Wenn Sie eine Person mit Autismus kennen, kennen Sie eine Person mit Autismus. Jeder (autistische) Mensch ist einzigartig. Da es sich um ein großes Spektrum handelt, ist es gar nicht so einfach zu erkennen, was mit der Autismus-Spektrum-Störung (ASS) gemeint ist. Welche Gemeinsamkeiten es innerhalb dieses Spektrums gibt und wie man Kinder und Jugendliche mit ASS unterstützen kann, soll in diesem Artikel behandelt werden.  

Bei der Autismus-Spektrum-Störung, abgekürzt ASS, handelt es sich um eine neurologische Besonderheit, welche die Wahrnehmungs- und Informationsverarbeitung sowie die soziale Kommunikation beeinträchtigt.

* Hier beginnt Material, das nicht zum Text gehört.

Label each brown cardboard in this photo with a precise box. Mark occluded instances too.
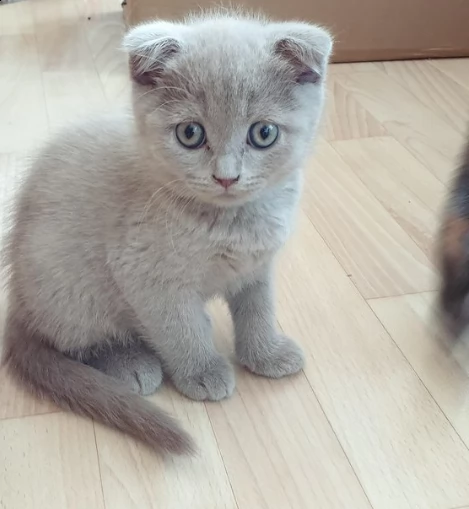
[124,0,469,62]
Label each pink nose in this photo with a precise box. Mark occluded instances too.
[213,175,239,189]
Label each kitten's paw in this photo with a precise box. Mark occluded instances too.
[237,335,305,378]
[173,355,235,401]
[86,342,163,396]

Das große Autismus-Spektrum reicht von kognitiv stark eingeschränkten bis zu hochintelligenten Menschen mit möglicherweise eigenartig wirkenden Merkmalen. Die ASS ist gekennzeichnet durch anhaltende Defizite in der Fähigkeit, wechselseitige soziale Interaktionen zu initiieren und soziale Kommunikation aufrechtzuerhalten. Zudem charakterisiert sie eingeschränkte, sich wiederholende und unflexible Verhaltensmuster, Interessen oder Aktivitäten, die für das Alter und den soziokulturellen Kontext der Person eindeutig untypisch oder exzessiv sind. Schließlich kommen bei vielen Ausprägungen noch Wahrnehmungsbesonderheiten dazu, wie z.B., dass es zu Reizüberflutungen kommt oder auf bestimmte Reize besonders empfindlich reagiert wird. Diese Merkmale gehören zu den persönlichen Eigenschaften der Person dazu und beschränken sich nicht auf einzelne Situationen oder Bereiche.

 

Diese Besonderheiten können zu Beeinträchtigungen in persönlichen, familiären, sozialen, schulischen, beruflichen oder anderen Bereichen führen, die, je nach sozialem, erzieherischem oder anderem Kontext, variieren. Sie sind durchgängig und in allen Bereichen beobachtbar. Personen, die dem Spektrum angehören, weisen also ein breites Spektrum an intellektuellen Funktionen und Sprachfähigkeiten auf, weshalb auch von Neurodiversität gesprochen wird.

entstehung

ASS beginnt meist in der frühen Kindheit bzw. im Laufe der Entwicklung. Symptome sind oft erst später erkennbar, wenn die sozialen Anforderungen die Fähigkeiten übersteigen. Dies kann z.B. beim Schuleintritt der Fall sein. 

Ursachen für die Autismus-Spektrum-Störung sind sowohl genetische als auch Umweltfaktoren.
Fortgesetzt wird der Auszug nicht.